Qantas is betting the distribution of vaccines and lifting of border closures will allow it to resume scheduled services to key markets such as the US and UK from July.
The Australian carrier on Tuesday brought forward bookings for international travel to both destinations to July even as it pushed back a proposed March start date for international services it had already been selling.
Bookings to London and the US had previously been suspended until October but vaccination programs in both countries have boosted the carrier’s confidence that services will resume earlier.
“We continue to review and update our international schedule in response to the developing COVID-19 situation,’’ a Qantas spokeswoman said.
“Recently we have aligned the selling of our international services to reflect our expectation that international travel will begin to restart from July 2021.”
Qantas has said for some time now that it did not expect international travel from Australia to start in any significant way until mid-year.
It had been hopeful that “travel bubbles” would allow it to fly to Singapore, Hong Kong and Japan from March but it now believes that is unlikely to happen.
It is currently flying to New Zealand and has operated a number of repatriation flights.
Travel to and from Australia remains restricted and the federal government on Tuesday would not be drawn on the Qantas timing, noting that international borders would be opened when international arrivals did not pose a risk.
“Decisions about when international travel resumes will be made by the Australian government,” Deputy Prime Minister Michael McCormack said.
“The Australian Government is working on travel arrangements with countries, such as New Zealand, that have low community infections. Operations and ticket sales on particular routes are commercial decisions for airlines.”

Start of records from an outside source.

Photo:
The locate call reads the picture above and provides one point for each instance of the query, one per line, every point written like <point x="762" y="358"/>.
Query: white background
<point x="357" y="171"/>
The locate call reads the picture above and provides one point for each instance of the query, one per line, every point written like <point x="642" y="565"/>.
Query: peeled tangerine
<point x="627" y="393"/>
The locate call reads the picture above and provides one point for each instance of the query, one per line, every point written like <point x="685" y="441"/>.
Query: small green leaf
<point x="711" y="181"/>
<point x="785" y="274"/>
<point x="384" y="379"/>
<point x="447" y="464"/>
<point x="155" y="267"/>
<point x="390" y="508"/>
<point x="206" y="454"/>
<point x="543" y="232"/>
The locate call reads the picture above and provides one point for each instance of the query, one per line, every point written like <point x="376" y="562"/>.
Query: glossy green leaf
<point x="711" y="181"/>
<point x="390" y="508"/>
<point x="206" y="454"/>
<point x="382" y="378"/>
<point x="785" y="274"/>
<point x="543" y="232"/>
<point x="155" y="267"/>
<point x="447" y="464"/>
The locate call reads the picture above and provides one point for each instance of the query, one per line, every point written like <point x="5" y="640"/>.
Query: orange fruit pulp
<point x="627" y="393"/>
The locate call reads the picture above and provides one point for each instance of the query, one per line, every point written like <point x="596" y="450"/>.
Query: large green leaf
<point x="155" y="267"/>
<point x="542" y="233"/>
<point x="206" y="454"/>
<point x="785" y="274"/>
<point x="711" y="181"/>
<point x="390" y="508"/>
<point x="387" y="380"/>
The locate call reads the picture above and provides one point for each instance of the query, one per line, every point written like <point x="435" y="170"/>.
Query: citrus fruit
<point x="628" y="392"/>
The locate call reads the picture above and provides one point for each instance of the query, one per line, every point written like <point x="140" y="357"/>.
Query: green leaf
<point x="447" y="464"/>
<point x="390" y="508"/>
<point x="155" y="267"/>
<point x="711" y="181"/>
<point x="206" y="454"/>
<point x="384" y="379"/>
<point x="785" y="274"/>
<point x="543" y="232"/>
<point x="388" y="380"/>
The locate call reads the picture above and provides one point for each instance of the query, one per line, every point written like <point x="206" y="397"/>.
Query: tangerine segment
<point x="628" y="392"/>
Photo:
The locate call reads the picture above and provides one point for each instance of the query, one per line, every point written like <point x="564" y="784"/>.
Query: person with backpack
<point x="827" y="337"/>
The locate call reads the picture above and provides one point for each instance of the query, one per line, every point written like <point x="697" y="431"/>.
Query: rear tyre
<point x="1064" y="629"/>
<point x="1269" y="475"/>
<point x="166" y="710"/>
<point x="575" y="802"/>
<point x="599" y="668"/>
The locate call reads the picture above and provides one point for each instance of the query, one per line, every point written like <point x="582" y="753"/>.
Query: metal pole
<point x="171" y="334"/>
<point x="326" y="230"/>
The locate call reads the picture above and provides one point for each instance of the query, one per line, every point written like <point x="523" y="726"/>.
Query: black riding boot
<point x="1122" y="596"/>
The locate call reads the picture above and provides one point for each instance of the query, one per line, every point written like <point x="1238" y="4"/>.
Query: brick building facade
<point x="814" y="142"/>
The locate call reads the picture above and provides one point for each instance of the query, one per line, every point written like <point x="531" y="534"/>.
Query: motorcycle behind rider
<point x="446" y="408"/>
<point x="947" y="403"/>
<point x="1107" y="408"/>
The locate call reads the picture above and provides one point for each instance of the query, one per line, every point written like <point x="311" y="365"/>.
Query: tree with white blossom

With its Boeing 747 fleet retired and its Airbus A380 superjumbos out of service, Qantas long-haul International routes will be operated by the airline’s Boeing 787 Dreamliners while its Airbus A330s can service medium-haul destinations.
The move comes as Air New Zealand announced it would convert its non-stop flights to the US into one-stop flights via Honolulu due to higher COVID-19 risk in California.
The changes, due to start January 11, will see cargo aircrew overnight in Honolulu rather than Los Angeles and San Francisco. North American passenger services will be routed via Honolulu from February 2 but travelers will not be able to stay in Hawaii.
The changes mean flights from New Zealand will make a brief stop in Honolulu to change crew before continuing onto Los Angeles or San Francisco.
Aircrew operating into LA and San Francisco will remain airside and operate the return flight to Honolulu where another crew will fly the plane back to New Zealand.
The airline said re-routing North American flights through Honolulu meant aircrew could overnight in a lower risk destination while still maintaining vital connections into North America. Hawaii has a significantly lower COVID infection rate than California.
“While it’s important to keep trade routes open and passenger services operating for our customers, looking after our people is our first priority,’’ AirNZ chief executive Greg Foran said.
Air New Zealand currently operates eight cargo and two passenger and cargo services per week between New Zealand and Los Angeles in addition to four cargo services between New Zealand and San Francisco and one cargo service from Australia to North America.